Norah's old enough to be hurt by her father's previous absence but young enough to worry about losing her dad because of her emotions, and Meredith is old enough to wear her resentment of her father on her sleeve. For his part, Nate is just trying to hold the family together and be enough for them now, since he fears he wasn't enough for them earlier.

We don't necessarily expect a film such as this one, which does eventually become a series of suspense sequences and scenes of brutal animal attacks, to have this intelligence about and compassion for its characters. It's worth appreciating here, to be sure, especially since the main cast members—with Elba hinting at a void of vulnerability beneath his cool confidence and the two younger actors displaying natural instincts—are quite good in these roles.
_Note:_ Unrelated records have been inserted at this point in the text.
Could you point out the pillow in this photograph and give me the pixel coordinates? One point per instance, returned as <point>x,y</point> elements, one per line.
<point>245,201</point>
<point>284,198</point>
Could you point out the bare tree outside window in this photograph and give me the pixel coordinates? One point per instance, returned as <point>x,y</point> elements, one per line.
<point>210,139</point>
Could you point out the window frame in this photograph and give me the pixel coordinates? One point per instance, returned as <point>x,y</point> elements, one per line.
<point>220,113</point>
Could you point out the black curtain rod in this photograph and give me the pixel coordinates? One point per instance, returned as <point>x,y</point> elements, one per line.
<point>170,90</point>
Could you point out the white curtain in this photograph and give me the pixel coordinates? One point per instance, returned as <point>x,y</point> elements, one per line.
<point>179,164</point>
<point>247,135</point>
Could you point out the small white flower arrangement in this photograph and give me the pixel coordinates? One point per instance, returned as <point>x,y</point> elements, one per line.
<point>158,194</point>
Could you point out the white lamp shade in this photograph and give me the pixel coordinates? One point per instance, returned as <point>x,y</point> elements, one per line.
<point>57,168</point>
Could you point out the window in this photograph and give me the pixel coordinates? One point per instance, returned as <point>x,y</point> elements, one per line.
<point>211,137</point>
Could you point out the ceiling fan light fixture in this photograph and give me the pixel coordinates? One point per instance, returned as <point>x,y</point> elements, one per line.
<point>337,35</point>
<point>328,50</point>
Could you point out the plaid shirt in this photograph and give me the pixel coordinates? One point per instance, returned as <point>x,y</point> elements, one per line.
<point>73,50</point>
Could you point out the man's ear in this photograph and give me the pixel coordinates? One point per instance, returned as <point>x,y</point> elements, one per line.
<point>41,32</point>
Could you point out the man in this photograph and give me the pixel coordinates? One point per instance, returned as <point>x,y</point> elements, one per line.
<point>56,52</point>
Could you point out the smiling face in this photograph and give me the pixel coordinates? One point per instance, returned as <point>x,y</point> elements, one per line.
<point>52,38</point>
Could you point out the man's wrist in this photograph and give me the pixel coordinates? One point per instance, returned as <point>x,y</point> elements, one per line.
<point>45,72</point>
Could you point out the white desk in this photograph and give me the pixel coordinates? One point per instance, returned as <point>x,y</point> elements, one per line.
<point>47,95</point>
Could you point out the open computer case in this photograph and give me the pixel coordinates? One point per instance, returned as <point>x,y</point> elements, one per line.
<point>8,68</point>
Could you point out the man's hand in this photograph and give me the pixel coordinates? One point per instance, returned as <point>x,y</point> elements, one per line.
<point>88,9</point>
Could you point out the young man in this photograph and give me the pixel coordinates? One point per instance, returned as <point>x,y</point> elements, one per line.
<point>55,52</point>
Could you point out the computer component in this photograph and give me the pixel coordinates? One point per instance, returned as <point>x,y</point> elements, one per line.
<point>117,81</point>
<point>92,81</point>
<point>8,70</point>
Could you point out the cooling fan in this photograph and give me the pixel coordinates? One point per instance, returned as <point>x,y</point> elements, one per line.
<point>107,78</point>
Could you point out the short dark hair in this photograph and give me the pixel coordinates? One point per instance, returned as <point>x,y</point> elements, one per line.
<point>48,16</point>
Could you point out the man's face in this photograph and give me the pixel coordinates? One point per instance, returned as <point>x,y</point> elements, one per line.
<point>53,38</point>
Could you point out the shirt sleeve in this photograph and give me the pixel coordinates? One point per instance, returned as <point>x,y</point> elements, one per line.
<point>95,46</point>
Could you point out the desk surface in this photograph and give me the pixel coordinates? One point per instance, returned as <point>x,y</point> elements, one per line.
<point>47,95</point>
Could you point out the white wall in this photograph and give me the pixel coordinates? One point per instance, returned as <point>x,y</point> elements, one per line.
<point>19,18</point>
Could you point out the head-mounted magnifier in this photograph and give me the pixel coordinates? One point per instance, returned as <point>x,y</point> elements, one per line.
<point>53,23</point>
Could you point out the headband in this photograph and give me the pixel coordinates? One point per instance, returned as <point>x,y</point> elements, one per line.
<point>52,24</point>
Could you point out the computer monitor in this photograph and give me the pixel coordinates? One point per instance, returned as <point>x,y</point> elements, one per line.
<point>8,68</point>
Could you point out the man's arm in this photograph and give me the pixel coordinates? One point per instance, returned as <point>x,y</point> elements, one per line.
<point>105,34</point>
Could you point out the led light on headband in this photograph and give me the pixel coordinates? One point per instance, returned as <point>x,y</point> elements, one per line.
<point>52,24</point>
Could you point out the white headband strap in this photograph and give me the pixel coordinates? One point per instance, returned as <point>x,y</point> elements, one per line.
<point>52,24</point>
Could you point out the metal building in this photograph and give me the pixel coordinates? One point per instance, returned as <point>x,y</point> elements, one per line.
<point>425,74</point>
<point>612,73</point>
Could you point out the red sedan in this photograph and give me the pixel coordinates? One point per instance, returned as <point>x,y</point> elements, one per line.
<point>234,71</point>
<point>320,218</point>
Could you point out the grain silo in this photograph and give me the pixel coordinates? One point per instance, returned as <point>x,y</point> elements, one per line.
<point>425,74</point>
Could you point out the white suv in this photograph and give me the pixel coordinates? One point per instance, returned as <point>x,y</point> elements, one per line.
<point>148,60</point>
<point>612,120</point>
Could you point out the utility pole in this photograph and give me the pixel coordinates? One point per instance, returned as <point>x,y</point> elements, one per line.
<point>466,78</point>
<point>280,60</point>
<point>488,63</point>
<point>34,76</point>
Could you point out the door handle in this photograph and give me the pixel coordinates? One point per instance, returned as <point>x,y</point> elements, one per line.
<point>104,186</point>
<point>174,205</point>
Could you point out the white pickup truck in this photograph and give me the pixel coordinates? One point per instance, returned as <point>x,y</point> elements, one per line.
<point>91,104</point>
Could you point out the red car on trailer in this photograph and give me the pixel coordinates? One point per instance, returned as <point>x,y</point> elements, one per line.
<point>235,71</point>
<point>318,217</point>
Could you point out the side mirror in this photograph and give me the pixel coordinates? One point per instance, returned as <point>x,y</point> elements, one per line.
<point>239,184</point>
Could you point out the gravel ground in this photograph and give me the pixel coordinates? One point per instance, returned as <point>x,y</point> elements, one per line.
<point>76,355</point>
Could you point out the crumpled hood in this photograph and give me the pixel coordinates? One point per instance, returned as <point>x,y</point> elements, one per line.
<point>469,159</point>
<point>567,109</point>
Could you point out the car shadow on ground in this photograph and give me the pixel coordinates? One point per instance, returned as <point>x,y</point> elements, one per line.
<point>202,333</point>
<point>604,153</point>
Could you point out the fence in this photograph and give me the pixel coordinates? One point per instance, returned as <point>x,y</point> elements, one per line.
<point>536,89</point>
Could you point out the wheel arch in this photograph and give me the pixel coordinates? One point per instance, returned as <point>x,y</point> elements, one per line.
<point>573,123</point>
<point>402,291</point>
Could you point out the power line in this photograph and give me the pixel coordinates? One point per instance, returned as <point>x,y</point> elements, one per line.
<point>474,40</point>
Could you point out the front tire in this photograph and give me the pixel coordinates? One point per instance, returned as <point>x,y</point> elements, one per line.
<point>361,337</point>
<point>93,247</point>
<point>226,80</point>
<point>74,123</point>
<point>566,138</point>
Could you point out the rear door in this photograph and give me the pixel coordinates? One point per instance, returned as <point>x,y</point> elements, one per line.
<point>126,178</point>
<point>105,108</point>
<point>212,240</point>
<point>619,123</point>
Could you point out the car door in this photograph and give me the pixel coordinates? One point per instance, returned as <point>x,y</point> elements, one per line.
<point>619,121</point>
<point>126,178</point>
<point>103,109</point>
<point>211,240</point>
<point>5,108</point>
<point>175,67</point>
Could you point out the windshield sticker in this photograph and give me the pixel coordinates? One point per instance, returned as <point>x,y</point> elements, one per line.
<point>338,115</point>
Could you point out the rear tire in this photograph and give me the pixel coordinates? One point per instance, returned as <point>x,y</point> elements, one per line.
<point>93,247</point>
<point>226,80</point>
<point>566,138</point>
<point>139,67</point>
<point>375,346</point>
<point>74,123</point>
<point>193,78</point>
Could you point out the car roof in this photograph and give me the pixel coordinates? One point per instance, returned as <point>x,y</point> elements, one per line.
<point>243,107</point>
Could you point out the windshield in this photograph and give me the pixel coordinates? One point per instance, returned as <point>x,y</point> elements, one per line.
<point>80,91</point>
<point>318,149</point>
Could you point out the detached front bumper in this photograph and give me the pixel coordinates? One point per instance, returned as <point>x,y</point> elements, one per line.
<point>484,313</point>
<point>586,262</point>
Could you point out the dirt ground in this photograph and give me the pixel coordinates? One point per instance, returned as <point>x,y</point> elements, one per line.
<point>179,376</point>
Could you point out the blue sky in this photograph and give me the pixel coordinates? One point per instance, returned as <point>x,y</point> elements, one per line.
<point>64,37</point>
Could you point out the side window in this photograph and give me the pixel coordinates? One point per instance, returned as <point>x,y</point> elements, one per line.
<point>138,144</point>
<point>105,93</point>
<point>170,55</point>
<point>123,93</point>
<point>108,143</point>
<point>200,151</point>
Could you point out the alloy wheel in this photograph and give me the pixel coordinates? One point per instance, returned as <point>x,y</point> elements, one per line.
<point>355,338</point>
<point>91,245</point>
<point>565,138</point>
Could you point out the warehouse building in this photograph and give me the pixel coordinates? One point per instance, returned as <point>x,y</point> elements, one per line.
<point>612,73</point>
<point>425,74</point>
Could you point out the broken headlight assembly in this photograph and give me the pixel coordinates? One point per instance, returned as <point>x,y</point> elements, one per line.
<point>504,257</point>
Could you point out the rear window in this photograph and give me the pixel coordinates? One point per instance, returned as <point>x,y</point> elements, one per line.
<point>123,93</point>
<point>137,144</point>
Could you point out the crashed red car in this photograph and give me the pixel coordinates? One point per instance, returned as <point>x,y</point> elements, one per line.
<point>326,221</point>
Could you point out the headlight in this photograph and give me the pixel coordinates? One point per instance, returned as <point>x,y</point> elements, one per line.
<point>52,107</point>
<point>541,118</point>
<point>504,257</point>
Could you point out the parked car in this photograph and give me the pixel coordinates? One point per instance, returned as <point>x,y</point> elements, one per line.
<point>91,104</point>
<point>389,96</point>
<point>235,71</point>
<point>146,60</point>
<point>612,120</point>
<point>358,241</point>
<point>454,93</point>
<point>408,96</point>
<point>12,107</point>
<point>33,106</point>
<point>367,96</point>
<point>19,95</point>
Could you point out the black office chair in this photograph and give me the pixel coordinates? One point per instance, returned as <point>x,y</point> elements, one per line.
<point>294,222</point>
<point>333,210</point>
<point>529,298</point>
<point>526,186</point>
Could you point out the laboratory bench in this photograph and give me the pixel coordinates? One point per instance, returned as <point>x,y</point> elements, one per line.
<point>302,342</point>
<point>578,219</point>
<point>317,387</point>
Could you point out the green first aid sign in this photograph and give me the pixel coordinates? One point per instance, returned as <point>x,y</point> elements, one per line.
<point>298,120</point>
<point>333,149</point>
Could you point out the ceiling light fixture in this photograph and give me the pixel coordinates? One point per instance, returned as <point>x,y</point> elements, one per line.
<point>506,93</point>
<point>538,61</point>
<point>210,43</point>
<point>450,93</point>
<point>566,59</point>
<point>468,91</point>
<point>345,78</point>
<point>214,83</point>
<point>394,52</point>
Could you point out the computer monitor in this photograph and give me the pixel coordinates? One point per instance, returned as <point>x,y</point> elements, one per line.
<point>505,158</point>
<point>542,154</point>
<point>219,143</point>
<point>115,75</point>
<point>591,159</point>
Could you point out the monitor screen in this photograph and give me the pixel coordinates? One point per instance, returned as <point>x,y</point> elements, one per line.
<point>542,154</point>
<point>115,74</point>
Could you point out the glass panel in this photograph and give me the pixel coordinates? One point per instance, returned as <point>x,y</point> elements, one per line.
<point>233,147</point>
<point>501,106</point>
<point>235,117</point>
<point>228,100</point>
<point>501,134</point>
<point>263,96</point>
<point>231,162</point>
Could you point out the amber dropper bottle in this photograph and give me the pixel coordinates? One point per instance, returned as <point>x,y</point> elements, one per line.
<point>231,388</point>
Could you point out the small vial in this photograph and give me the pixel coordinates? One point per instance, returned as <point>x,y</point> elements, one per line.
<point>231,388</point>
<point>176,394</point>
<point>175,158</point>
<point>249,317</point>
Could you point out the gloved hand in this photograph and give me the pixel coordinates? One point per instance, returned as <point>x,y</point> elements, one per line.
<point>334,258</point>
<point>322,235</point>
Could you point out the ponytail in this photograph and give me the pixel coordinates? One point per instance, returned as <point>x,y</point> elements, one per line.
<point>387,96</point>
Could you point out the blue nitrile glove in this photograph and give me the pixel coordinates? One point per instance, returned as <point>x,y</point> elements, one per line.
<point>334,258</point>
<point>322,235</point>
Rounding out the main players is an equally solid Sharlto Copley as Martin, Nate's friend by way of his late wife, who grew up with Martin, and the girls' unofficial uncle. The family has come to Martin's home in Africa to get away from New York City, spend some time together, and go on a safari in the country loved by the woman all of them loved. Engle doesn't rush the group's first encounter with the lion, partly because the characters do matter here and mainly because the delayed promise of the beast is part of the game in such material.

The director understands that, too, and Kormákur technique here, which incorporates multiple and lengthy one-takes (or convincing facsimiles thereof) to follow the group as they investigate one scene of the lion's carnage or as they travel to get help, is more refined than we might anticipate from such a story. Those long takes establish and continue a lot of suspense, just by their nature of feeling time passing—and building toward something—and of having our perspective limited to the characters the camera is following. When the lion first really appears, leaping out of the brush and chasing Nate toward the jeep, the camera tracks the animal, too. That's when we get the globule of drool on the sunroof, the claws scratching at metal and glass as it paws at and climbs the jeep, and its front legs grabbing at Nate through a broken window.

Yes, the lion is clearly a visual effect, although the animators give it a photorealistic look (which tricks us in certain flashes) and some unmistakable tics of physicality that make it seem like a real—and really deadly—animal. The rest of the trick is in the illusion of mass, and when the lion slams into the jeep or Nate has to fight it off (or fight with it, as he does in a gruesome, bloody climax), the filmmakers and actors persuasively sell that this creature is tangible and violently interacting with things and people alike.

The story follows a familiar path, obviously, although it offers some surprise in, for example, how long certain characters survive this ordeal and how those poachers figure into the narrative later (The movie's premise, although inherently silly, does take the idea of nature rebelling against human cruelty seriously—although without preachiness). First and foremost, though, Beast is a thrill machine, but its attention to character and technique means that the film's thrills aren't empty ones. That's enough.